In [1]:
import pandas as pd
import numpy as np
import networkx as nx
from collections import defaultdict
import math

# Making the Graph

`init_graph` : this function just makes the structure of the graph that will represent the talukas. Also, there was some trouble in the Adjecency file(on the 81th taluka), so I simply created the graph, and removed the 81th index taluka(which wasn't there in the 1st place)


`init_graph_attr` : Here, we are just initializing the graph, with capability vector, taluka name, and stress = 0.

In [2]:
def init_graph(G,node_adj_frame):
    G.add_nodes_from([i for i in range(len(node_adj_frame))])
    labels = {}
    labels = node_adj_frame.columns
    for i in range(len(node_adj_frame)):
        snode = node_adj_frame[labels[0]][i]-1
        if snode == 80:
            continue
        temp = node_adj_frame[labels[2]][i]
        if ',' in str(temp):
            sedge_arr = temp.split(',')
            # removed the if condition of k = 81
            for j in range(0, len(sedge_arr)):
                k = int(sedge_arr[j])
                G.add_edge(snode, k-1)
        elif np.isnan(temp):
            print("ERROR: Not found in the adjacency excel sheet")
        else:
            G.add_edge(snode, int(temp)-1)
    G.remove_node(80) #removed the extra node made during graph creation
    return

In [3]:
def init_graph_attr(G,AdjFile,df,col1, col2):
    node_adj_frame = pd.read_excel(AdjFile)
    node_list = node_adj_frame["KGISTalukN"].tolist()
    node_list.insert(80, "")
    nodeAttr = {}
    init_graph(G,node_adj_frame)
    capability_vector = list(zip(df[col1], df[col2]))
    node_attri_dict = dict(zip(df["Taluka"],capability_vector))
    node_attri_dict = dict((k.lower(), v) for k, v in node_attri_dict.items())
    for i in range(len(node_adj_frame)):
        temp = {}
        if i == 80:
            continue
        temp["capabilityvector"] = node_attri_dict[node_list[i].lower()]
        temp["nodeStress"] = 0
        temp["name"] = node_list[i]
        nodeAttr[i] = temp
    # explicitly added the last taluka from the adj. list
    nt = {}
    nt["capabilityvector"] = node_attri_dict[node_list[226].lower()]
    nt["nodeStress"] = 0
    nt["name"] = "Hadagali"
    nodeAttr[226] = nt
    nx.set_node_attributes(G, nodeAttr)

In [4]:
# initializing the graph from networkx library.
G = nx.Graph()
df = pd.read_excel('../input_files/Combined_PIA_IMR_MMR.xlsx')

In [5]:
#this dictionary will be having District and a list of talukas inside them.
dist_taluka_dict = defaultdict(list)
for k, v in zip(df["District_GIS"], df["Taluka"]):
    dist_taluka_dict[k].append(v)

L2 normalization

In [6]:
def addList(l1,l2):
    for i in range(len(l1)):
        l1[i] = l1[i] + l2[i]
    return l1
def divList(l1,k):
    for i in range(len(l1)):
        l1[i] = l1[i]/k
    return l1
def l2_normalization(l1,l2):
    k = 0
    for i in range(len(l1)):
        k+= (l1[i] - l2[i])**2
    return math.sqrt(k)

# Calculating Stress

Here, we are calculating stress.
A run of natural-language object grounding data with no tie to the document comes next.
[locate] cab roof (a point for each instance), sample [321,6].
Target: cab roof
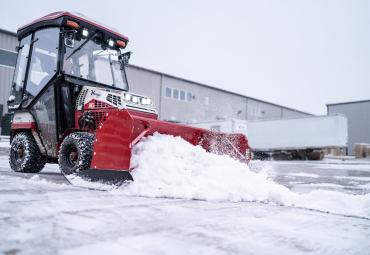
[60,18]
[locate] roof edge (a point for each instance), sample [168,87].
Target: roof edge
[349,102]
[8,32]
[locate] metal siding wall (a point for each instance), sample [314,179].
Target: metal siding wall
[145,83]
[261,110]
[358,115]
[287,113]
[220,104]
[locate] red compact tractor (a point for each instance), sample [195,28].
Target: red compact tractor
[72,105]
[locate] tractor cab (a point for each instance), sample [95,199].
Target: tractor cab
[59,55]
[71,103]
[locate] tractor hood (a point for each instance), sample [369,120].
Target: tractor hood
[95,97]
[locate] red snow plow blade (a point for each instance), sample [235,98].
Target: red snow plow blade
[120,130]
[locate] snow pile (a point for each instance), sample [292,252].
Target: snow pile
[167,166]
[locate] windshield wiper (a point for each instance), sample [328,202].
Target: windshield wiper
[82,45]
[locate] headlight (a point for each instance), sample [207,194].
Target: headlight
[110,43]
[135,99]
[127,97]
[85,32]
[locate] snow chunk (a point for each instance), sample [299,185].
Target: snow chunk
[167,166]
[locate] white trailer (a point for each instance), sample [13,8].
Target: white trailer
[295,138]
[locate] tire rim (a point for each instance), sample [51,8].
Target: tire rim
[18,153]
[72,157]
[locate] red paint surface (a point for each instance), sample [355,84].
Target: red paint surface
[112,147]
[24,125]
[56,15]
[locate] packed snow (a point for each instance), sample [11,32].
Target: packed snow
[184,197]
[167,166]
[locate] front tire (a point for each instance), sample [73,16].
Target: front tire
[75,152]
[25,155]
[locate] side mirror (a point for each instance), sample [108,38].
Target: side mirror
[125,57]
[11,99]
[69,39]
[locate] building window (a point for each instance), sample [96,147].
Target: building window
[182,95]
[206,100]
[168,92]
[175,94]
[189,97]
[178,94]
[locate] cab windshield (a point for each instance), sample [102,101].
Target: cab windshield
[89,59]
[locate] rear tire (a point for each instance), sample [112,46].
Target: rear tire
[75,152]
[25,155]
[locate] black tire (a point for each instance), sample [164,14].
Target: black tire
[25,155]
[76,152]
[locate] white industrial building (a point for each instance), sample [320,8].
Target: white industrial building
[176,99]
[358,115]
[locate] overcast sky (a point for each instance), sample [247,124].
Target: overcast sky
[299,53]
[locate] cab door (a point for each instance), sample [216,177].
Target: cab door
[17,87]
[39,92]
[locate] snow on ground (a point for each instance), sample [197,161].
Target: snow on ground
[187,201]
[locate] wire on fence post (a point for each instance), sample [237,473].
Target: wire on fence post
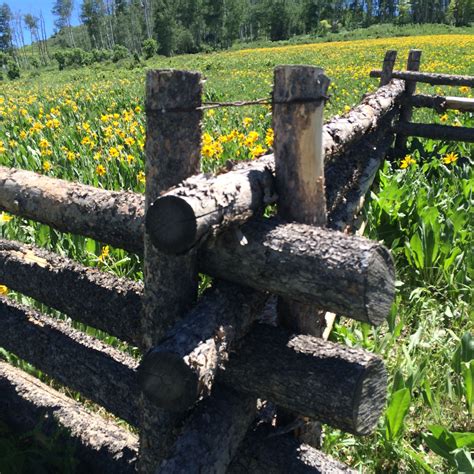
[173,99]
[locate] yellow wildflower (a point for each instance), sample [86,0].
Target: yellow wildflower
[100,170]
[141,177]
[4,217]
[450,158]
[407,161]
[104,254]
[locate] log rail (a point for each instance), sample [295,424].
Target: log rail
[194,394]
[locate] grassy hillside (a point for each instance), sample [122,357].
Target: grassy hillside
[87,125]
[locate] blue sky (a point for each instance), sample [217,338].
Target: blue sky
[35,6]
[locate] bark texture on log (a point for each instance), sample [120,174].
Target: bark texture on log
[182,368]
[99,445]
[108,216]
[203,204]
[438,132]
[340,133]
[211,435]
[347,275]
[429,78]
[440,103]
[117,218]
[95,298]
[387,67]
[350,177]
[101,373]
[340,386]
[265,451]
[172,154]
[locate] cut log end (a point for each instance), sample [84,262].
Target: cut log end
[160,369]
[171,225]
[380,286]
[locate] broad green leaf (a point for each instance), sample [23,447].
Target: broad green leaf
[396,412]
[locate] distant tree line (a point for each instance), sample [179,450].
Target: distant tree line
[112,28]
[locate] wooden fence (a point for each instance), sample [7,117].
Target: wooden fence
[198,396]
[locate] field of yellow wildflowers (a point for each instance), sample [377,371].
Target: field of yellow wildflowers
[88,125]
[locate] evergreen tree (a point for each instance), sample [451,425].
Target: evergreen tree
[6,43]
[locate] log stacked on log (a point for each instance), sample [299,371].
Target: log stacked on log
[88,295]
[101,373]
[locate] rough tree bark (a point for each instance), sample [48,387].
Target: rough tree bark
[182,368]
[429,78]
[99,445]
[340,386]
[202,204]
[266,451]
[88,295]
[212,434]
[101,373]
[173,149]
[107,216]
[347,275]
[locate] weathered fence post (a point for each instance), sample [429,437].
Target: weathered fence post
[387,67]
[406,112]
[172,155]
[299,95]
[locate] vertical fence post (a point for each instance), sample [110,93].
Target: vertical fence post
[387,67]
[172,154]
[406,112]
[298,96]
[298,103]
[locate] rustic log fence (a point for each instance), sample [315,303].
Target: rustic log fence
[198,395]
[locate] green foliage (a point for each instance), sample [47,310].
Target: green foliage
[149,48]
[13,70]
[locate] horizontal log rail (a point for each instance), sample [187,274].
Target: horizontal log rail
[340,386]
[347,275]
[100,446]
[429,78]
[265,450]
[88,295]
[101,373]
[440,103]
[182,368]
[211,435]
[438,132]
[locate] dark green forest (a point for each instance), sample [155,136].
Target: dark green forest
[113,29]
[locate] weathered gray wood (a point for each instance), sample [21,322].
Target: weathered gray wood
[341,133]
[212,434]
[429,78]
[173,149]
[347,275]
[202,204]
[387,67]
[406,111]
[117,218]
[99,445]
[182,368]
[350,177]
[299,93]
[441,104]
[266,451]
[101,373]
[95,298]
[340,386]
[108,216]
[439,132]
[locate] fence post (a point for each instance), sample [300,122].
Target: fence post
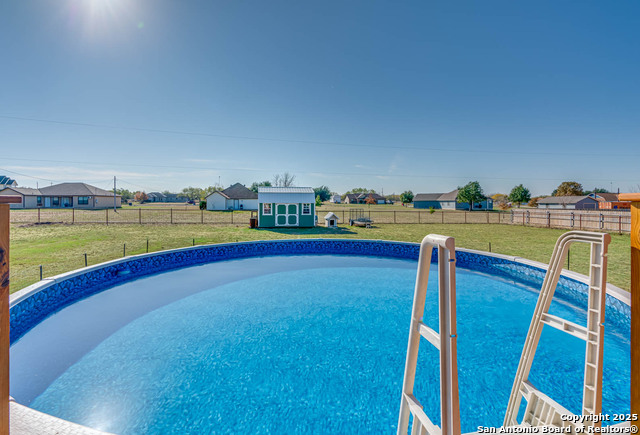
[4,311]
[619,224]
[635,301]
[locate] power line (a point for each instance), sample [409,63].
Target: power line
[366,174]
[303,141]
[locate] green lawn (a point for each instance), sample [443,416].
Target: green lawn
[60,248]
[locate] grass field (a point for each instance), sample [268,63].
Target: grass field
[61,248]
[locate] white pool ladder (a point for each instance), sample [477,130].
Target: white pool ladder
[542,410]
[445,342]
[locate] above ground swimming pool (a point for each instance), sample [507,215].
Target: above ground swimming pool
[246,342]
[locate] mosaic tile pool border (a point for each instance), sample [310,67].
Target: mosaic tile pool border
[34,303]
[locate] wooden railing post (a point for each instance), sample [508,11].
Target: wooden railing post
[4,310]
[635,301]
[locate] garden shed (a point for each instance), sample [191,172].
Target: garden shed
[286,207]
[331,220]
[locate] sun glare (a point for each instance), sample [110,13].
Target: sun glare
[104,19]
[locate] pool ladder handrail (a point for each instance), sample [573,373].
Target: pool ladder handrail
[445,342]
[541,409]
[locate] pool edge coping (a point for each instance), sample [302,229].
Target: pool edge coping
[19,296]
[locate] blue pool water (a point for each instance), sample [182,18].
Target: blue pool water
[312,344]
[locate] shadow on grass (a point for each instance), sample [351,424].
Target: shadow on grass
[322,231]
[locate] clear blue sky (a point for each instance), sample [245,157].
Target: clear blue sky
[423,95]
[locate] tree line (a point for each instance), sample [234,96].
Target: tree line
[471,193]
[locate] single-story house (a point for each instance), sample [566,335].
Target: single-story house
[235,197]
[568,203]
[360,198]
[7,182]
[609,201]
[64,195]
[286,207]
[448,201]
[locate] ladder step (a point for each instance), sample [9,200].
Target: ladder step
[418,414]
[565,325]
[432,336]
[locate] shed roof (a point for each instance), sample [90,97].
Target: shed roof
[427,197]
[285,190]
[449,196]
[74,189]
[238,191]
[6,180]
[563,199]
[604,197]
[20,190]
[286,195]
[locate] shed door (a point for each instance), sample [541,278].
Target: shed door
[286,215]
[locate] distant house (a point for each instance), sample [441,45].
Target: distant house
[448,201]
[286,207]
[236,197]
[609,201]
[166,197]
[360,198]
[64,195]
[7,182]
[568,203]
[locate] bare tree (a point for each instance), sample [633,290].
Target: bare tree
[284,180]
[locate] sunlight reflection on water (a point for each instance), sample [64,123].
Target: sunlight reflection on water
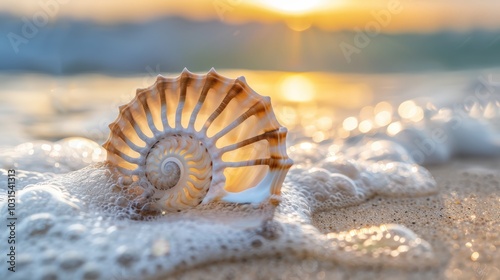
[319,106]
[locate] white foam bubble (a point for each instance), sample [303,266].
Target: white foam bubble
[81,225]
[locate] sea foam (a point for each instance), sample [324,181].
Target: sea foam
[79,225]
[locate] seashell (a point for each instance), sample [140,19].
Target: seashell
[199,138]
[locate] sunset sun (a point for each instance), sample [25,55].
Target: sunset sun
[292,6]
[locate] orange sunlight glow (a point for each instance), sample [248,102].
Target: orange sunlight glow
[295,7]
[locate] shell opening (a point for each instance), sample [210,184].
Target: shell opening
[172,171]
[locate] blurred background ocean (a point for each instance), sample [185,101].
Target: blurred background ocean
[123,37]
[333,66]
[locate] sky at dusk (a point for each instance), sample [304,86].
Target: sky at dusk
[394,15]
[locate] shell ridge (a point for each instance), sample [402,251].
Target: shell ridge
[119,133]
[130,118]
[161,88]
[177,167]
[235,90]
[209,83]
[254,109]
[184,82]
[149,117]
[266,135]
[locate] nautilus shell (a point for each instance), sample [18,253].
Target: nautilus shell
[198,138]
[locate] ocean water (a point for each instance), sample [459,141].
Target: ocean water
[352,137]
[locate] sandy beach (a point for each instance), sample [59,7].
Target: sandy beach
[460,222]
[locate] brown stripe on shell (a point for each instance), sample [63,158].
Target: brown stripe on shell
[211,80]
[234,91]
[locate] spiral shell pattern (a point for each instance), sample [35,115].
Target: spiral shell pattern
[196,138]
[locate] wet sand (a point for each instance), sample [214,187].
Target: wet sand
[461,222]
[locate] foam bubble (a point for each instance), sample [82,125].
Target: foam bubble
[82,224]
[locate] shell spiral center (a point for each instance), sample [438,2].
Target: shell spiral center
[179,167]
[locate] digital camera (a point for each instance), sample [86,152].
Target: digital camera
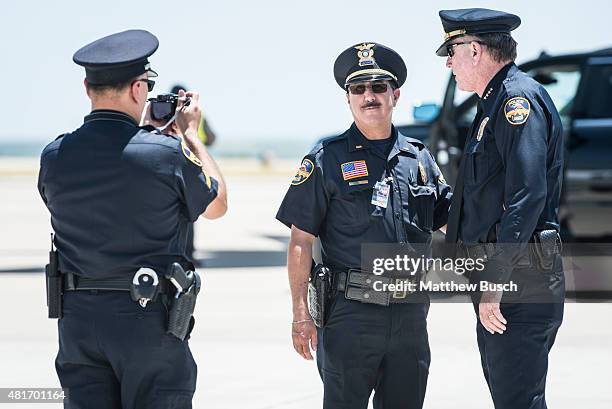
[163,106]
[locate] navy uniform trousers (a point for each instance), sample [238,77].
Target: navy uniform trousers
[114,354]
[515,363]
[365,347]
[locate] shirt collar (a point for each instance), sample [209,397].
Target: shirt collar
[492,89]
[109,115]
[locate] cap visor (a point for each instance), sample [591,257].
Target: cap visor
[441,51]
[370,77]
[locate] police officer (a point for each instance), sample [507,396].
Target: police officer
[370,341]
[121,197]
[208,137]
[507,192]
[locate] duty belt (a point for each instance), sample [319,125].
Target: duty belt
[73,282]
[359,286]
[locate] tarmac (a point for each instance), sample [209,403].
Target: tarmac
[242,341]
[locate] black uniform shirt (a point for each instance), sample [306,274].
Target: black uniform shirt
[513,163]
[120,196]
[331,195]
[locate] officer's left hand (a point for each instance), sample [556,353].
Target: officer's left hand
[489,313]
[304,336]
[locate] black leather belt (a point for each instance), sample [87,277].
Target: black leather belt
[364,287]
[73,282]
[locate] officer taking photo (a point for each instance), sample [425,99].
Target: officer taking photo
[121,197]
[506,204]
[369,185]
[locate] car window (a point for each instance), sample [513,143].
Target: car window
[560,81]
[599,85]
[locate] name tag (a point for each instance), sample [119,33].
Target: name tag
[380,194]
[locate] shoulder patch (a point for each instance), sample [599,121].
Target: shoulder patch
[190,155]
[303,173]
[517,110]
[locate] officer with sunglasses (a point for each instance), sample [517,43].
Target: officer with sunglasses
[121,198]
[506,204]
[370,184]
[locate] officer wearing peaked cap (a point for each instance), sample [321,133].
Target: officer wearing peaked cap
[121,197]
[506,203]
[370,184]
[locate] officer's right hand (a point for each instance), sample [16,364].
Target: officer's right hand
[304,335]
[188,117]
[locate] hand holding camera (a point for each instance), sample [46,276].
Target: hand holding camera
[189,113]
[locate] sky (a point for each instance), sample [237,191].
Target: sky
[263,68]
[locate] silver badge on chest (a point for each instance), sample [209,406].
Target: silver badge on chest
[483,124]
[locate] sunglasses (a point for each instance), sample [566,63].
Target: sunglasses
[377,88]
[450,49]
[150,83]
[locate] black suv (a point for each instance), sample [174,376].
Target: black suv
[581,87]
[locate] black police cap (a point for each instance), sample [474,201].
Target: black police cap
[368,62]
[457,23]
[118,57]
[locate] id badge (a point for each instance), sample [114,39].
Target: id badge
[380,194]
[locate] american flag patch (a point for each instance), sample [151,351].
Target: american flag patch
[352,170]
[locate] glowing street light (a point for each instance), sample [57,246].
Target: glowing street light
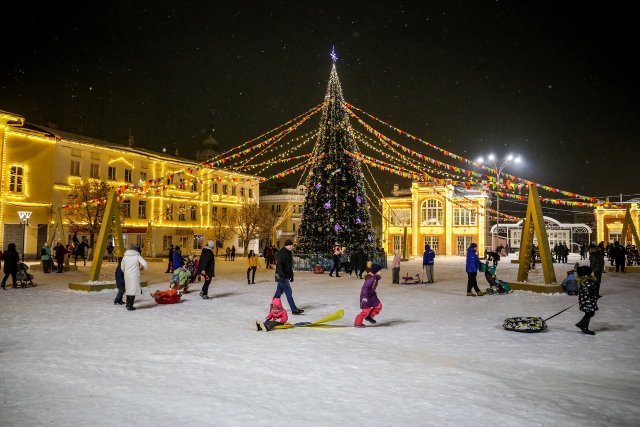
[499,167]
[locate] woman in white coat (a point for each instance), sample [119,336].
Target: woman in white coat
[132,263]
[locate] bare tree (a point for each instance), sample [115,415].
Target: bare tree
[249,222]
[85,207]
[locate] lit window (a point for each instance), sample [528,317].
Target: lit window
[16,176]
[142,209]
[431,212]
[95,171]
[75,167]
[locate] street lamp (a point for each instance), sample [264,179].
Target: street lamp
[499,167]
[24,220]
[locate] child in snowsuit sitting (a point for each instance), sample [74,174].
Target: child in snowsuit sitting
[369,302]
[277,316]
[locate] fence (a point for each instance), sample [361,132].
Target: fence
[306,262]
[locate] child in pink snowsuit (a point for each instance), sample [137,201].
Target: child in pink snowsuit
[369,302]
[277,316]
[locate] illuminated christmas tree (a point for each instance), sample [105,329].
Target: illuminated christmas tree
[336,209]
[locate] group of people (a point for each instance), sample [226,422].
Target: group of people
[370,304]
[352,262]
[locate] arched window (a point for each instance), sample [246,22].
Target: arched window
[431,212]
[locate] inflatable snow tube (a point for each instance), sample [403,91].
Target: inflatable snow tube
[525,324]
[168,300]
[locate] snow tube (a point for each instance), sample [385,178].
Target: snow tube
[170,296]
[525,324]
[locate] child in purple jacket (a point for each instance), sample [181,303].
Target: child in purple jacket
[369,302]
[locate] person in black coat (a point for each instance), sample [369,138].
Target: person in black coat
[119,283]
[11,259]
[207,267]
[362,258]
[284,275]
[587,298]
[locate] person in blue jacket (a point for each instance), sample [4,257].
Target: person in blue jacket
[427,262]
[472,271]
These are the steps:
1. Calculate the centeroid for each node, that will be the average of the neighbors of elements of the capability vector. Now, here, we are taking the centroid as the sum of those values, and not average. We will average them at the time of calculation.
2. Now, take the l2 distance between the capability vector of the node and it's centroid. This will be the stress. Also, note that stability is just 1-stress for the taluka, and that is the only difference between get_node_stress and get_node_stability.

In [7]:
def get_node_stress(G):
    taluka_stress_dict = {}
    for n in G.nodes():
        centroid = [0,0]
        neighList = list(G.neighbors(n))
        for nei in neighList:
            try:
                centroid = addList(centroid,list(G.nodes[nei]["capabilityvector"]))
            except(KeyError):
                pass
        try:
            G.nodes[n]["nodeStress"] = l2_normalization(divList(centroid,len(neighList)),list(G.nodes[n]["capabilityvector"]))
        except(KeyError):
            pass
        try:
            taluka_stress_dict[G.nodes[n]["name"].lower()]=G.nodes[n]["nodeStress"]
        except(KeyError):
            pass
    return taluka_stress_dict

In [8]:
def get_node_stability(G):
    taluka_stress_dict = {}
    for n in G.nodes():
        centroid = [0,0]
        neighList = list(G.neighbors(n))
        for nei in neighList:
            try:
                centroid = addList(centroid,list(G.nodes[nei]["capabilityvector"]))
            except(KeyError):
                pass
        try:
            G.nodes[n]["nodeStress"] = 1 - l2_normalization(divList(centroid,len(neighList)),list(G.nodes[n]["capabilityvector"]))
        except(KeyError):
            pass
        try:
            taluka_stress_dict[G.nodes[n]["name"].lower()]=G.nodes[n]["nodeStress"]
        except(KeyError):
            pass
    return taluka_stress_dict

Calculating initial stress before any intervention

In [9]:
df['Taluka'] = df['Taluka'].str.lower()
init_graph_attr(G, '../input_files/IMR_Stress_AdjFile.xlsx', df, "Normalized MMR", "Normalized IMR")
initialstress = get_node_stress(G)

In [10]:
df["Initial Stress"] = df["Taluka"].map(initialstress)

Stress Calculation after ANC -20%

In [11]:
init_graph_attr(G, '../input_files/IMR_Stress_AdjFile.xlsx', df, "Normalized IMR (ANC-20%)", "Normalized MMR (ANC -20%)")
ANCminus20stress = get_node_stress(G)
df["Stress(ANC - 20%)"] = df["Taluka"].map(ANCminus20stress)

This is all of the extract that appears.